Video generation
1. Use cases
Video generation models are technologies that use text or image descriptions to generate dynamic video content. As the technology continues to advance, its applications are becoming increasingly widespread. Some potential application areas include:
- Dynamic content generation: Video generation models can create dynamic visual content to describe and explain information.
- Multimodal intelligent interaction: Combining image and text inputs, video generation models can be used for more intelligent and interactive applications.
- Replacing or enhancing traditional visual technologies: Video generation models can replace or enhance traditional machine vision technologies to solve more complex multimodal problems. As technology progresses, the multimodal capabilities of video generation models will integrate with visual language models, driving their comprehensive application in intelligent interaction, automated content generation, and complex scenario simulation. Additionally, video generation models can be combined with image generation models (image-to-video) to further expand their application range, achieving more diverse and rich visual content generation.
2. Usage ecommendations
When writing prompts, pay attention to detailed, chronological descriptions of actions and scenes. Include specific actions, appearance, camera angles, and environmental details. All content should be written in a single paragraph, starting directly with the main action, and the description should be specific and precise. Imagine yourself as a director describing a shot script. Keep the prompt within 200 words.
To achieve the best results, structure your prompt as follows:
- Start with a sentence describing the main action
- Example:A woman with light skin, wearing a blue jacket and a black hat with a veil,She first looks down and to her right, then raises her head back up as she speaks.

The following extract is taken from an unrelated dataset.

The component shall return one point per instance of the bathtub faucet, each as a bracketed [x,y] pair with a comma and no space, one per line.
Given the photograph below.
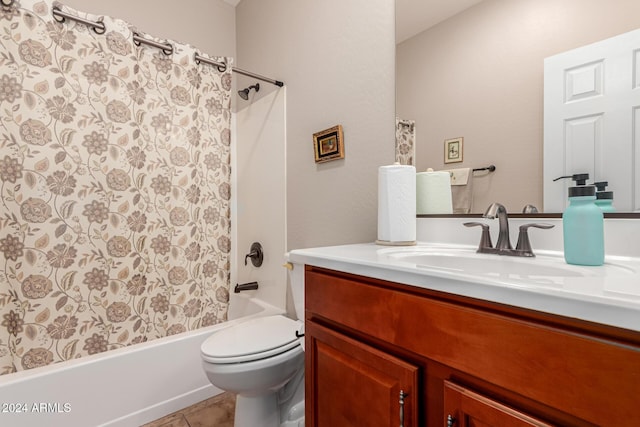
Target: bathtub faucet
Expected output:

- Add specific details about actions and gestures
- Example:She first looks down and to her right, then raises her head back up as she speaks.
- Precisely describe the appearance of the character/object
- Example:She has brown hair styled in an updo, light brown eyebrows, and is wearing a white collared shirt under her blue jacket.
- Include details about the background and environment
- Example:The background is out of focus, but shows trees and people in period clothing.
- Specify the camera angle and movement
- Example:The camera remains stationary on her face as she speaks.
- Describe lighting and color effects
- Example:The scene is captured in real-life footage, with natural lighting and true-to-life colors.
- Note any changes or sudden events
- Example:A gust of wind blows through the trees, causing the woman’s veil to flutter slightly.
Example of a video generated from the above prompt:
3. Experience address
You can experience it by clicking playground.
4. Supported models
4.1 Text-to-video models
Currently supported text-to-video models:
- Lightricks/LTX-Video
This model offers free video generation for a limited time when calling the text-to-video API. You can experience it in the playground and it supports API calls.
- tencent/HunyuanVideo
This model charges ¥0.7/Video. It supports API calls.
- genmo/mochi-1-preview
This model charges ¥2.8/Video. It supports API calls.
4.2 Image-to-video models
- Lightricks/LTX-Video
This model charges ¥0.14/Video when calling the image-to-video API. It currently only supports API calls.